[Haskell-beginners] Code help requested

David Frey dpfrey at shaw.ca
Mon Jan 11 21:43:58 EST 2010

On January 11, 2010 5:22:49 pm Joe Van Dyk wrote:
> I've written two versions of the same program, one in ruby and one in
> haskell.  Given words on stdin, find all the anagrams in those words.
> For nicer display, we're only going to display the top 3 results.
> I'm obviously new to haskell.  The ruby version runs about 5x as fast
> on a large file.   How can I improve the haskell version?
> http://gist.github.com/274774
> # Ruby version
> input = STDIN.read.split("\n")
> result = Hash.new([])
> input.each do |word|
>   sorted_word = word.split('').sort.join
>   result[sorted_word] += [word]
> end
> values = result.values.sort { |a, b| b.size <=> a.size }
> p values[0..3]
> # Haskell version
> import List
> import qualified Data.Map as Map
> -- Given as stdin
> -- presents
> -- serpents
> -- no
> -- on
> -- whatever
> -- Expected Output:
> -- [["serpents","presents"],["on","no"]]
> -- This version only displays words that have more than one
> -- match in the list, and sorts by the words that got the most matches.

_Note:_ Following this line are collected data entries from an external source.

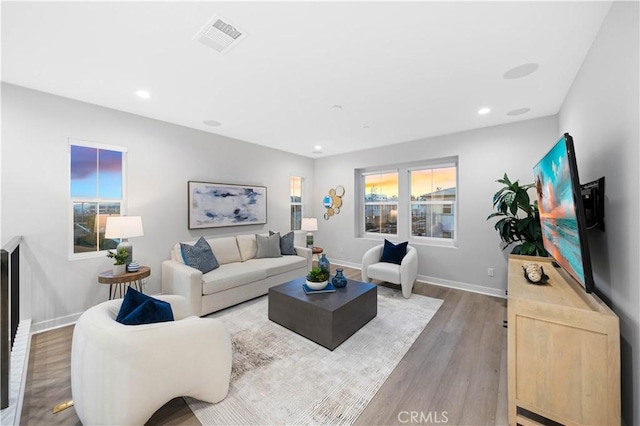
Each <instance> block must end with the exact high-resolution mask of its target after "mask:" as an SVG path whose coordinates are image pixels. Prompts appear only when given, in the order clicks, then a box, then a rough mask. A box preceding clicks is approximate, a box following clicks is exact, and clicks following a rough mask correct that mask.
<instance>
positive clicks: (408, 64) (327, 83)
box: [2, 1, 611, 157]
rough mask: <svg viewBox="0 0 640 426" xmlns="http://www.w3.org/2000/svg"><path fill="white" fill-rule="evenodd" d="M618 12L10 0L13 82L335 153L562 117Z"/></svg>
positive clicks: (560, 9) (223, 129) (176, 120)
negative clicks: (587, 63) (209, 121)
mask: <svg viewBox="0 0 640 426" xmlns="http://www.w3.org/2000/svg"><path fill="white" fill-rule="evenodd" d="M610 6H611V3H610V2H477V1H476V2H364V1H361V2H160V1H158V2H64V3H63V2H61V3H58V2H38V3H36V2H5V1H3V2H2V81H5V82H7V83H11V84H16V85H19V86H24V87H28V88H32V89H36V90H40V91H44V92H49V93H53V94H56V95H60V96H65V97H68V98H72V99H77V100H80V101H84V102H89V103H93V104H97V105H102V106H105V107H109V108H114V109H118V110H122V111H126V112H130V113H133V114H138V115H141V116H145V117H150V118H154V119H158V120H163V121H167V122H170V123H175V124H179V125H182V126H187V127H191V128H194V129H199V130H203V131H206V132H211V133H216V134H220V135H224V136H228V137H232V138H236V139H240V140H244V141H248V142H252V143H256V144H260V145H265V146H269V147H272V148H276V149H280V150H284V151H289V152H292V153H296V154H300V155H304V156H308V157H321V156H327V155H335V154H340V153H344V152H349V151H356V150H361V149H366V148H370V147H376V146H382V145H389V144H394V143H400V142H406V141H410V140H416V139H421V138H426V137H430V136H435V135H441V134H447V133H453V132H458V131H464V130H469V129H475V128H480V127H487V126H493V125H497V124H503V123H509V122H514V121H519V120H527V119H531V118H536V117H542V116H546V115H551V114H556V113H557V112H558V110H559V108H560V106H561V104H562V102H563V100H564V98H565V96H566V94H567V92H568V90H569V88H570V86H571V84H572V82H573V80H574V78H575V76H576V74H577V72H578V70H579V68H580V66H581V64H582V62H583V60H584V58H585V55H586V53H587V52H588V50H589V48H590V46H591V43H592V42H593V40H594V38H595V36H596V34H597V32H598V30H599V28H600V26H601V24H602V21H603V19H604V17H605V16H606V14H607V12H608V10H609V8H610ZM214 14H217V15H219V16H221V17H222V18H224V19H226V20H227V21H228V22H229V23H230V24H232V25H234V26H236V27H238V28H240V29H241V30H243V31H244V32H246V34H248V35H247V36H246V37H245V38H244V39H243V40H242V41H240V42H239V43H237V45H235V46H234V47H233V48H231V49H229V50H228V51H227V52H225V53H219V52H217V51H215V50H212V49H211V48H209V47H207V46H205V45H204V44H202V43H199V42H198V41H196V40H194V36H195V35H196V33H198V31H199V30H200V29H201V28H202V27H203V26H204V25H205V24H206V23H207V22H208V21H209V20H210V19H211V18H212V16H213V15H214ZM529 63H535V64H538V68H537V70H536V71H535V72H534V73H532V74H530V75H528V76H525V77H522V78H517V79H505V78H504V77H503V76H504V74H505V73H506V72H507V71H509V70H510V69H512V68H514V67H517V66H520V65H523V64H529ZM140 89H144V90H146V91H148V92H149V93H150V95H151V96H150V98H148V99H141V98H139V97H137V96H136V94H135V93H136V91H138V90H140ZM336 105H339V106H341V108H338V107H334V106H336ZM481 107H489V108H490V109H491V112H490V113H488V114H485V115H479V114H478V110H479V109H480V108H481ZM524 108H528V109H530V111H528V112H526V113H524V114H520V115H507V113H509V112H510V111H514V110H520V109H524ZM206 120H214V121H217V122H219V123H221V125H220V126H217V127H211V126H208V125H205V124H203V121H206ZM315 145H321V146H322V152H321V153H312V151H313V150H314V146H315Z"/></svg>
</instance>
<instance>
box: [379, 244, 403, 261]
mask: <svg viewBox="0 0 640 426" xmlns="http://www.w3.org/2000/svg"><path fill="white" fill-rule="evenodd" d="M407 245H409V242H408V241H405V242H404V243H400V244H393V243H392V242H391V241H388V240H384V248H383V249H382V257H381V258H380V262H387V263H396V264H398V265H400V264H401V263H402V259H403V258H404V256H405V255H406V254H407Z"/></svg>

> -- Can we do the map bit better?
> main = do
>   input <- getContents
>   print $ anagrams $ lines input
> anagrams words =
>   sorted_anagrams
>   where
>     sorted_anagrams = sortBy sorter filtered_anagrams
>     sorter a b = compare (length b)  (length a)

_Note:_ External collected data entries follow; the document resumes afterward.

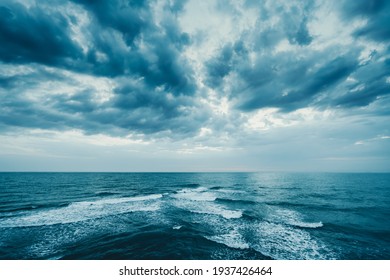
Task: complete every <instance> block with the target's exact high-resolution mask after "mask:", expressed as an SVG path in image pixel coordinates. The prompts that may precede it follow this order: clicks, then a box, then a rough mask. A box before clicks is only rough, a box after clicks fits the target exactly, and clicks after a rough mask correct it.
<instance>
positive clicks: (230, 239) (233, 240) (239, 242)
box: [206, 230, 249, 249]
mask: <svg viewBox="0 0 390 280" xmlns="http://www.w3.org/2000/svg"><path fill="white" fill-rule="evenodd" d="M206 238H207V239H209V240H211V241H214V242H217V243H220V244H224V245H226V246H228V247H230V248H234V249H248V248H249V245H248V243H246V241H245V240H244V238H243V237H242V235H241V234H240V233H239V232H238V231H237V230H232V231H230V232H229V233H226V234H220V235H214V236H206Z"/></svg>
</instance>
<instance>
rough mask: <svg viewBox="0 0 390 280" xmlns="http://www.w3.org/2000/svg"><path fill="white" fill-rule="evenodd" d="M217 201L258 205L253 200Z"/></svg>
mask: <svg viewBox="0 0 390 280" xmlns="http://www.w3.org/2000/svg"><path fill="white" fill-rule="evenodd" d="M216 201H217V202H218V201H219V202H225V203H242V204H256V202H254V201H251V200H244V199H234V198H217V199H216Z"/></svg>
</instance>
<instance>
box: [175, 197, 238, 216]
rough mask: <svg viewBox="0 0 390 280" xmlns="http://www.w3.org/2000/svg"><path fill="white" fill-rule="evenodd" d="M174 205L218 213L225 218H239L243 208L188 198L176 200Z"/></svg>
mask: <svg viewBox="0 0 390 280" xmlns="http://www.w3.org/2000/svg"><path fill="white" fill-rule="evenodd" d="M173 206H175V207H177V208H181V209H184V210H187V211H189V212H191V213H197V214H207V215H218V216H221V217H223V218H225V219H238V218H241V217H242V214H243V213H242V211H241V210H230V209H226V208H225V207H223V206H222V205H218V204H215V203H213V202H209V201H188V200H182V199H180V200H175V201H173Z"/></svg>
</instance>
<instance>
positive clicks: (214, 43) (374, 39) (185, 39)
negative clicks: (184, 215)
mask: <svg viewBox="0 0 390 280" xmlns="http://www.w3.org/2000/svg"><path fill="white" fill-rule="evenodd" d="M389 34H390V2H389V1H383V0H377V1H366V0H358V1H356V0H355V1H353V0H341V1H319V0H318V1H307V2H306V1H298V0H294V1H271V0H266V1H261V3H260V2H258V1H253V0H242V1H236V0H229V1H221V0H212V1H196V0H188V1H179V0H171V1H167V0H152V1H131V0H129V1H120V0H113V1H99V2H98V3H97V4H91V3H90V1H85V0H68V1H54V2H53V1H35V0H18V1H11V0H5V1H2V3H1V4H0V171H33V172H35V171H37V172H39V171H43V172H45V171H50V172H56V171H59V172H61V171H64V172H75V171H76V172H95V171H96V172H106V171H107V172H267V171H270V172H390V126H389V123H390V97H389V93H390V48H389V42H390V35H389Z"/></svg>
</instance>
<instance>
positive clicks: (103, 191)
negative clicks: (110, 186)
mask: <svg viewBox="0 0 390 280" xmlns="http://www.w3.org/2000/svg"><path fill="white" fill-rule="evenodd" d="M96 195H97V196H111V195H118V193H116V192H108V191H103V192H97V193H96Z"/></svg>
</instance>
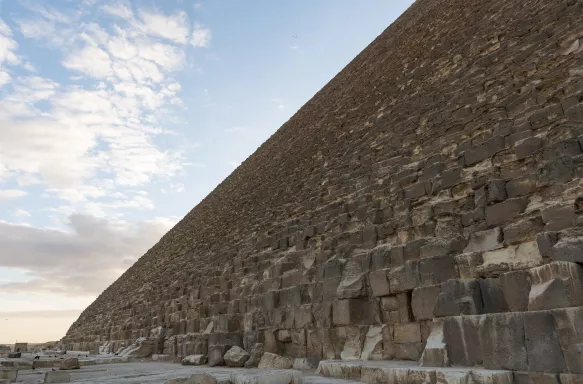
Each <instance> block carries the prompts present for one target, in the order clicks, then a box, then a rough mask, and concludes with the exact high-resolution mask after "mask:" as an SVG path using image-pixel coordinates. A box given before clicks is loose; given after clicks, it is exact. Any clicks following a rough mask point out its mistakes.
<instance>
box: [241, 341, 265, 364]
mask: <svg viewBox="0 0 583 384" xmlns="http://www.w3.org/2000/svg"><path fill="white" fill-rule="evenodd" d="M262 356H263V344H262V343H256V344H255V345H254V346H253V348H252V349H251V356H250V357H249V360H247V361H246V362H245V367H246V368H255V367H257V366H258V365H259V362H260V361H261V357H262Z"/></svg>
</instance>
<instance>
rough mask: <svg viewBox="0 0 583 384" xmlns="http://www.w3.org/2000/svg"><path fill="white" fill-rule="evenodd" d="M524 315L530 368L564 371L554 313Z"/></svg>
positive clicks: (524, 321)
mask: <svg viewBox="0 0 583 384" xmlns="http://www.w3.org/2000/svg"><path fill="white" fill-rule="evenodd" d="M533 287H534V285H533ZM523 316H524V336H525V346H526V351H527V356H528V368H529V369H528V370H529V371H538V372H564V371H565V361H564V359H563V351H562V350H561V345H560V344H559V338H558V335H557V332H556V330H555V320H554V318H553V314H552V313H551V312H526V313H524V315H523Z"/></svg>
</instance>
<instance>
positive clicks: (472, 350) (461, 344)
mask: <svg viewBox="0 0 583 384" xmlns="http://www.w3.org/2000/svg"><path fill="white" fill-rule="evenodd" d="M481 320H482V316H452V317H446V318H444V319H443V335H444V341H445V343H446V345H447V353H448V358H449V361H450V362H451V364H453V365H463V366H472V365H479V364H482V361H483V350H482V342H481V336H480V322H481Z"/></svg>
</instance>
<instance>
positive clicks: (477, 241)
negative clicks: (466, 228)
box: [464, 227, 504, 253]
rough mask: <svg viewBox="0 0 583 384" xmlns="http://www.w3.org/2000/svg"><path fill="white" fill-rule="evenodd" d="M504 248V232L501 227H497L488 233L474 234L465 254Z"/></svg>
mask: <svg viewBox="0 0 583 384" xmlns="http://www.w3.org/2000/svg"><path fill="white" fill-rule="evenodd" d="M502 247H504V244H503V238H502V230H501V229H500V227H496V228H493V229H489V230H486V231H478V232H474V233H473V234H472V236H471V238H470V241H469V243H468V245H467V246H466V248H465V249H464V253H471V252H486V251H492V250H494V249H500V248H502Z"/></svg>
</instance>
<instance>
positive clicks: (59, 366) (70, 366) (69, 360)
mask: <svg viewBox="0 0 583 384" xmlns="http://www.w3.org/2000/svg"><path fill="white" fill-rule="evenodd" d="M79 368H81V365H79V359H77V358H76V357H68V358H66V359H65V360H63V361H62V362H61V365H60V366H59V369H61V370H69V369H79Z"/></svg>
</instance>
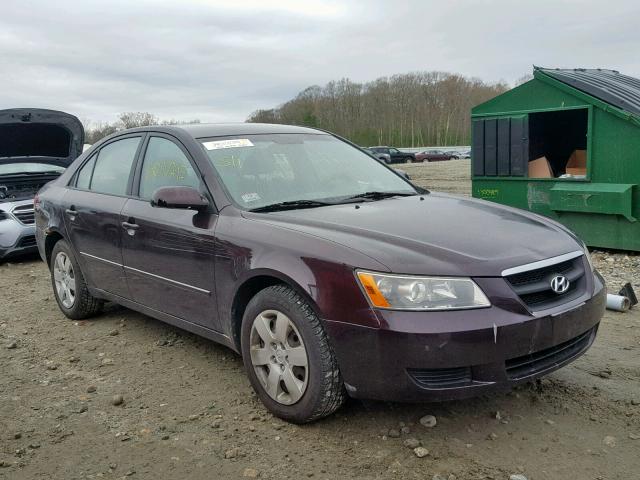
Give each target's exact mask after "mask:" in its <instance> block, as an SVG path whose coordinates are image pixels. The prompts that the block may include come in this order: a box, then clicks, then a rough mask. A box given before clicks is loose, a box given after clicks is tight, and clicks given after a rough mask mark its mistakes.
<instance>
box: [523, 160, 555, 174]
mask: <svg viewBox="0 0 640 480" xmlns="http://www.w3.org/2000/svg"><path fill="white" fill-rule="evenodd" d="M552 177H553V170H551V165H549V160H547V157H540V158H536V159H535V160H531V161H530V162H529V178H552Z"/></svg>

>     filtered_anagrams = Map.elems $ Map.filter filter_function all_anagrams
>     filter_function words = length words > 1
>     all_anagrams = do_anagrams words Map.empty
>     do_anagrams [] result = result
>     do_anagrams words result = do_anagrams
>                                  (tail words)
>                                  (Map.unionWith
>                                    (++)
>                                    (Map.fromList
> [(sorted_current_word, [current_word])])
>                                    result)
>       where
>         current_word = head words
>         sorted_current_word = sort current_word

Can you provide a link to the data you are using as input?  I ran your program 
over a list of 15000 words and it finished in 0.4 seconds.